NHSPCA to give away pet food to those in need Sunday at Stratham shelter
STRATHAM – Hoping to ease some of the financial burdens that come with the holiday season and the hardships the pandemic has caused, the SPCA is offering a second pet food exchange where people can pick up free food for their furry best friend Sunday.
The curbside exchange runs from 11 a.m. to 2 p.m. and SPCA staff and volunteers will bring the food right out to vehicles and place it in the trunk, said Sheila Ryan, the SPCA director of marketing. She asked for anyone coming by for food to wear a mask.
“You hear on the news about more and more people becoming food insecure and it’s becoming a bigger and bigger problem in our state right now,” Ryan said. “We never want people to have to choose between feeding themselves and feeding their pet. We don’t want a scenario where people are giving up their animal because they can’t afford to feed it.”
Ryan said a supply drive and a donation from the nonprofit Greater Good resulted in the SPCA receiving 2,000 pounds of pet food. The SPCA held a food exchange last week as well, but it wasn’t announced until last minute. She said the SPCA already donates pet food to the GATHER food bank in Portsmouth and Rockingham Community Action, which supports 12 Seacoast communities, so low income residents are able to care for and feed their animals.

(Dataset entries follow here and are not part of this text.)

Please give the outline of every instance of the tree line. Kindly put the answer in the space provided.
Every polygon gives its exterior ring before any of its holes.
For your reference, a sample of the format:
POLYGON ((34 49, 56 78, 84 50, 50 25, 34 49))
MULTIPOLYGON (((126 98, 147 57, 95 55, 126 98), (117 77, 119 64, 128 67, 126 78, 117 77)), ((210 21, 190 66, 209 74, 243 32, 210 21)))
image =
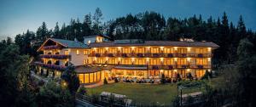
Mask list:
POLYGON ((37 56, 38 48, 48 37, 61 38, 83 42, 86 36, 106 34, 112 40, 143 39, 178 41, 180 38, 192 38, 195 41, 213 42, 220 46, 214 52, 213 63, 233 64, 237 59, 236 52, 239 41, 248 38, 255 44, 255 32, 247 29, 242 16, 240 15, 237 25, 229 21, 225 12, 217 20, 210 16, 203 20, 201 15, 177 19, 165 18, 155 12, 146 11, 102 22, 102 10, 97 8, 92 15, 84 15, 84 20, 72 19, 69 25, 61 27, 59 23, 54 29, 47 28, 45 22, 36 32, 27 30, 26 33, 16 35, 15 43, 20 47, 20 54, 37 56))

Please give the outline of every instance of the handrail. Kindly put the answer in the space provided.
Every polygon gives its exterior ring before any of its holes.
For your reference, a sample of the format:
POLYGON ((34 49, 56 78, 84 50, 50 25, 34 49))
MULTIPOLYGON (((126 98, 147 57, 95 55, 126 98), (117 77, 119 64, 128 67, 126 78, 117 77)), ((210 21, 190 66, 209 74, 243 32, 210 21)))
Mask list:
POLYGON ((135 58, 209 58, 212 57, 212 54, 167 54, 167 53, 91 53, 90 57, 135 57, 135 58))

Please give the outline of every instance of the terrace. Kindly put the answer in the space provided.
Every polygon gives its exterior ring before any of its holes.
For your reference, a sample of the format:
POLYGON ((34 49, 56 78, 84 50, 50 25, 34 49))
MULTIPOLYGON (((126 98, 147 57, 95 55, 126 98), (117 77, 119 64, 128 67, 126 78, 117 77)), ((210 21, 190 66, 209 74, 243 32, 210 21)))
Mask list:
POLYGON ((212 54, 166 54, 166 53, 91 53, 90 57, 133 57, 133 58, 210 58, 212 57, 212 54))
POLYGON ((40 58, 44 59, 69 59, 69 54, 40 54, 40 58))
POLYGON ((66 66, 63 66, 63 65, 44 64, 42 62, 34 62, 33 65, 39 65, 39 66, 45 67, 45 68, 49 68, 49 69, 54 69, 54 70, 66 70, 66 66))

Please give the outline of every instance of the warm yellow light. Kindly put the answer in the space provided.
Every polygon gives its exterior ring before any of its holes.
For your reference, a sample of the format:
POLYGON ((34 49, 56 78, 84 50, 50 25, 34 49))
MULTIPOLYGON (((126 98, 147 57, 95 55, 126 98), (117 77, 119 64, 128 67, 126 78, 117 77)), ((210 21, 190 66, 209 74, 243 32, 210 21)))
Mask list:
POLYGON ((208 52, 211 52, 212 48, 207 48, 208 52))
POLYGON ((160 61, 163 62, 164 61, 164 58, 160 58, 160 61))
POLYGON ((190 51, 191 48, 188 48, 188 51, 190 51))
POLYGON ((189 62, 190 61, 190 59, 191 59, 191 58, 187 58, 187 59, 188 59, 189 62))
POLYGON ((174 47, 174 50, 177 50, 177 47, 174 47))
POLYGON ((119 50, 121 50, 121 47, 118 47, 119 50))
POLYGON ((131 58, 131 62, 134 62, 135 59, 134 58, 131 58))
POLYGON ((164 50, 164 47, 160 47, 160 49, 161 49, 161 51, 163 51, 164 50))
POLYGON ((147 62, 149 62, 149 58, 147 58, 146 61, 147 61, 147 62))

“We still have a decent supply, and this is a public event for anyone to come pick up food, no questions asked,” Ryan said. “We’re trying to make it easy and accessible because we’ve been getting a lot of calls throughout the week. We want to make sure we’re reaching out to people who are not already receiving pet food through social services.”

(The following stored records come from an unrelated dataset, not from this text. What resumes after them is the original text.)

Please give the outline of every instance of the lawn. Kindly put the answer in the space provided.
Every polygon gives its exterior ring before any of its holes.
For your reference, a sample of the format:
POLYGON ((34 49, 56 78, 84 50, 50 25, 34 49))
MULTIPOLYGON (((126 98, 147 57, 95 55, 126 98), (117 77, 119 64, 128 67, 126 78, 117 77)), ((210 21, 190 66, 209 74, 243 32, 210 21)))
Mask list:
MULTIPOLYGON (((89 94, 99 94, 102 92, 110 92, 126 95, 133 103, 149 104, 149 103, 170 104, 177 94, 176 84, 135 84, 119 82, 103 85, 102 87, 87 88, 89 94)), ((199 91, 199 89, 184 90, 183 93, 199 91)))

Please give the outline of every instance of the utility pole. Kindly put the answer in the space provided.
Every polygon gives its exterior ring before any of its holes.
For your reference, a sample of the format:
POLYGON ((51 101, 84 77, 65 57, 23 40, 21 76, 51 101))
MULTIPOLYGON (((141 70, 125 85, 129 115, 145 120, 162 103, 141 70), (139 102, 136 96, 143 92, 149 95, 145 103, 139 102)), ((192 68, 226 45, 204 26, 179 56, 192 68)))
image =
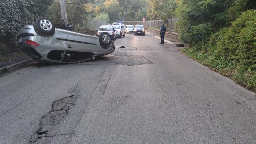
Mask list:
POLYGON ((66 8, 66 0, 60 0, 60 8, 61 9, 61 18, 65 20, 68 22, 67 18, 67 9, 66 8))

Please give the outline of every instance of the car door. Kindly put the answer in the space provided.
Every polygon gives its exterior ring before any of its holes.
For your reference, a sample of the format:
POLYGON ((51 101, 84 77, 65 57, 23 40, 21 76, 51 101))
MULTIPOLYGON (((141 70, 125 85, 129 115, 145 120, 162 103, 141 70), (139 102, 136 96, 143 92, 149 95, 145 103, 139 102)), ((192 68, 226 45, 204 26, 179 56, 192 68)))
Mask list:
POLYGON ((67 37, 66 50, 91 52, 97 48, 96 40, 90 36, 69 35, 67 37))

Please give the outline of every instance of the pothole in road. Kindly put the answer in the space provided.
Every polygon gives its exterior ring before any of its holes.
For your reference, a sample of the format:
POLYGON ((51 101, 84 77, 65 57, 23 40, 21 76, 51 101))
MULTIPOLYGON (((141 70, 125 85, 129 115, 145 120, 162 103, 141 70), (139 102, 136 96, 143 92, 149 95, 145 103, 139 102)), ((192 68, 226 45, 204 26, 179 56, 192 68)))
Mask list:
POLYGON ((39 140, 44 137, 48 136, 48 131, 54 125, 58 124, 66 116, 69 115, 68 111, 75 107, 74 102, 78 96, 78 85, 73 86, 68 90, 71 94, 70 96, 63 98, 54 101, 52 106, 52 110, 41 118, 40 128, 32 135, 29 140, 29 144, 39 140))

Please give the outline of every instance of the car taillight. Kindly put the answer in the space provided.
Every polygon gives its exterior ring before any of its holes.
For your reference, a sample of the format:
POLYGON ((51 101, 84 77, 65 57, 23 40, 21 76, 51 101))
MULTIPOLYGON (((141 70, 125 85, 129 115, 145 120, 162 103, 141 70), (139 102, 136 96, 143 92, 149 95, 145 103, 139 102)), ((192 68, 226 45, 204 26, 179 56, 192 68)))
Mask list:
POLYGON ((34 41, 32 41, 31 40, 29 40, 29 39, 26 40, 26 43, 29 45, 34 45, 35 46, 39 46, 39 44, 34 42, 34 41))

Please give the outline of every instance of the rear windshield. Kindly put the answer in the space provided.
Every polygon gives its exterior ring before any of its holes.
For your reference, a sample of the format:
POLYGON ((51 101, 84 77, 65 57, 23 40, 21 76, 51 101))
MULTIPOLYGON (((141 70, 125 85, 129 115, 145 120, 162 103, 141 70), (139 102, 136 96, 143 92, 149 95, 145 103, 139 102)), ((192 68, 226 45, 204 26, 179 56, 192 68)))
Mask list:
POLYGON ((134 28, 133 26, 127 26, 127 28, 134 28))
POLYGON ((136 25, 135 26, 135 28, 144 28, 144 26, 143 25, 136 25))
POLYGON ((113 30, 112 26, 102 26, 99 29, 99 30, 110 31, 113 30))
POLYGON ((114 28, 115 29, 120 29, 120 27, 121 26, 119 25, 113 25, 113 27, 114 27, 114 28))

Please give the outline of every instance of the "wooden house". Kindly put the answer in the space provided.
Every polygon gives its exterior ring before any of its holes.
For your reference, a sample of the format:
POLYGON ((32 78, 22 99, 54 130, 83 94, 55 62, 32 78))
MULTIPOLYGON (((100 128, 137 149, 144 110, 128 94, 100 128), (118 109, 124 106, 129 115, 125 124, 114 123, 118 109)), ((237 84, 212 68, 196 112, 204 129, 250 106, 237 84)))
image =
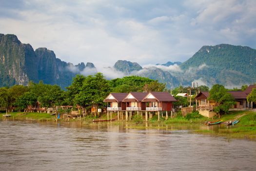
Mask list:
POLYGON ((208 100, 208 97, 209 92, 202 91, 198 93, 195 98, 196 109, 201 115, 211 118, 216 115, 216 113, 213 111, 216 103, 214 101, 208 100))
POLYGON ((128 95, 126 93, 111 93, 104 100, 107 102, 107 111, 121 111, 126 109, 126 104, 122 101, 128 95))
POLYGON ((246 107, 246 94, 242 91, 228 91, 233 96, 236 101, 236 104, 232 107, 232 110, 244 110, 246 107))
POLYGON ((146 110, 146 102, 142 99, 148 94, 147 92, 131 92, 123 100, 126 103, 126 110, 140 111, 146 110))
MULTIPOLYGON (((253 88, 256 88, 256 85, 250 85, 247 87, 247 88, 246 88, 244 91, 244 92, 246 94, 246 97, 250 93, 251 93, 251 92, 252 92, 252 90, 253 90, 253 88)), ((256 108, 256 104, 255 103, 253 102, 247 102, 246 107, 251 108, 256 108)))
POLYGON ((176 101, 168 92, 151 92, 142 100, 146 102, 146 111, 171 111, 173 102, 176 101))

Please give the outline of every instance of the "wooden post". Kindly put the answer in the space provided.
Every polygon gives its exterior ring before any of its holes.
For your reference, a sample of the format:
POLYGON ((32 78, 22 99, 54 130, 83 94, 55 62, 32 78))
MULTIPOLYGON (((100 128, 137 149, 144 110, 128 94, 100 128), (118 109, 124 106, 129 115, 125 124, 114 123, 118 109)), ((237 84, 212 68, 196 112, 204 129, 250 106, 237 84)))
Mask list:
POLYGON ((191 107, 191 88, 189 87, 189 105, 191 107))
POLYGON ((151 119, 151 112, 149 111, 149 119, 151 119))

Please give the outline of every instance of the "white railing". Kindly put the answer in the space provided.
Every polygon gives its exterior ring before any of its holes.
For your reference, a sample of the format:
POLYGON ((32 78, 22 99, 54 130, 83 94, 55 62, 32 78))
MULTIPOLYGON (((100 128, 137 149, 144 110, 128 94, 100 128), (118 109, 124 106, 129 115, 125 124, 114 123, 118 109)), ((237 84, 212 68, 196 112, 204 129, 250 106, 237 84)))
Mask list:
POLYGON ((161 111, 162 110, 162 107, 146 107, 146 110, 147 111, 161 111))
POLYGON ((126 110, 141 110, 141 107, 126 107, 126 110))
POLYGON ((197 110, 213 110, 214 107, 214 105, 199 105, 197 107, 197 110))
POLYGON ((122 109, 121 107, 108 107, 108 111, 118 111, 121 110, 122 109))

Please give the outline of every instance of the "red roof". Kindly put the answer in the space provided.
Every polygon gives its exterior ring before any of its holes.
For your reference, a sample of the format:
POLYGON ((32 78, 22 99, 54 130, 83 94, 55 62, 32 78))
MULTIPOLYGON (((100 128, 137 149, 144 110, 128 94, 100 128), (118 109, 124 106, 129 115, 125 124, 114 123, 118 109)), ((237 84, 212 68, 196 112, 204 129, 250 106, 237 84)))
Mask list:
POLYGON ((156 99, 144 98, 142 101, 149 102, 152 100, 156 100, 158 102, 176 102, 177 101, 168 92, 151 92, 149 93, 151 93, 156 98, 156 99))
POLYGON ((209 92, 208 91, 201 91, 200 92, 196 97, 195 99, 196 100, 202 100, 207 99, 209 97, 209 92))
POLYGON ((104 102, 112 102, 113 101, 115 100, 115 101, 117 102, 122 102, 123 99, 126 97, 128 93, 111 93, 109 94, 109 95, 108 96, 109 96, 110 95, 112 95, 115 99, 107 99, 108 97, 106 98, 103 101, 104 102))
POLYGON ((141 102, 142 99, 146 96, 148 93, 147 92, 131 92, 130 93, 131 95, 133 95, 133 97, 134 97, 134 99, 126 99, 128 95, 129 94, 125 97, 125 99, 123 100, 124 102, 141 102))
POLYGON ((244 91, 228 91, 228 93, 231 94, 235 99, 246 99, 247 96, 244 91))
POLYGON ((250 85, 243 92, 245 92, 245 94, 249 94, 251 93, 251 92, 254 88, 256 88, 256 85, 250 85))

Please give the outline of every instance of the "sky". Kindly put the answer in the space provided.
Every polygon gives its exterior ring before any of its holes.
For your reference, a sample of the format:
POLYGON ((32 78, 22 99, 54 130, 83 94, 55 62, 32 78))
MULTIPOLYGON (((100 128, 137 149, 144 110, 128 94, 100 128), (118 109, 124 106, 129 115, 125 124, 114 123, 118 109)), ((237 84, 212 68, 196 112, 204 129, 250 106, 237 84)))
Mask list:
POLYGON ((256 48, 256 0, 0 0, 0 33, 75 64, 181 62, 202 46, 256 48))

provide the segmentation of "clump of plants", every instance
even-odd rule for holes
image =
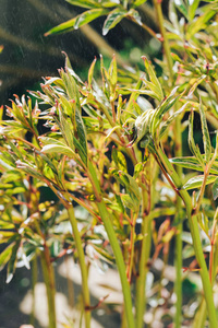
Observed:
[[[97,80],[94,59],[84,82],[65,55],[59,77],[46,78],[41,91],[32,92],[32,98],[15,97],[7,108],[0,126],[0,234],[5,244],[0,265],[8,263],[7,280],[17,262],[29,268],[40,257],[49,328],[55,328],[52,261],[71,251],[81,267],[81,314],[88,328],[95,308],[87,284],[88,245],[98,263],[119,272],[121,327],[143,327],[145,313],[155,319],[162,306],[161,320],[167,317],[174,327],[208,323],[216,328],[217,2],[170,1],[165,21],[161,2],[154,0],[159,34],[141,21],[137,9],[145,1],[69,2],[87,10],[49,33],[106,15],[105,35],[129,19],[162,44],[164,58],[156,60],[161,74],[146,54],[143,71],[120,69],[116,57],[106,68],[100,58]],[[51,190],[51,198],[45,200],[43,190]],[[75,207],[85,209],[86,219],[75,216]],[[72,234],[64,230],[68,223]],[[162,279],[169,253],[174,256],[173,289],[166,289]],[[146,282],[158,257],[164,267],[150,284],[153,305]],[[183,258],[190,259],[187,267]],[[182,282],[192,271],[201,277],[202,290],[190,296],[195,311],[187,316]]]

Ryan said the food exchange would be beneficial to seniors and those on fixed incomes.
“The need for people to access pet food has gone up dramatically; the amount people are receiving from unemployment is going down and it’s the holiday season and people are already strapped,” Ryan said. “Think about an elderly person living with a cat, that cat is the only interaction they’re having right now. Our pets are our lifelines and, for me personally, I don’t know where I’d be without my dogs through this time.”
Despite the economic hardships caused by the pandemic, Ryan said the SPCA has not seen an uptick in people surrendering their pets due to the cost of feeding them. She said anyone struggling to take care of their pet because of costs or seeking low-cost spay and neutering services is welcome to contact the shelter for assistance.
“We’ve been trying to stay ahead of that,” Ryan said. “We’re making sure we’re helping people help their pets.”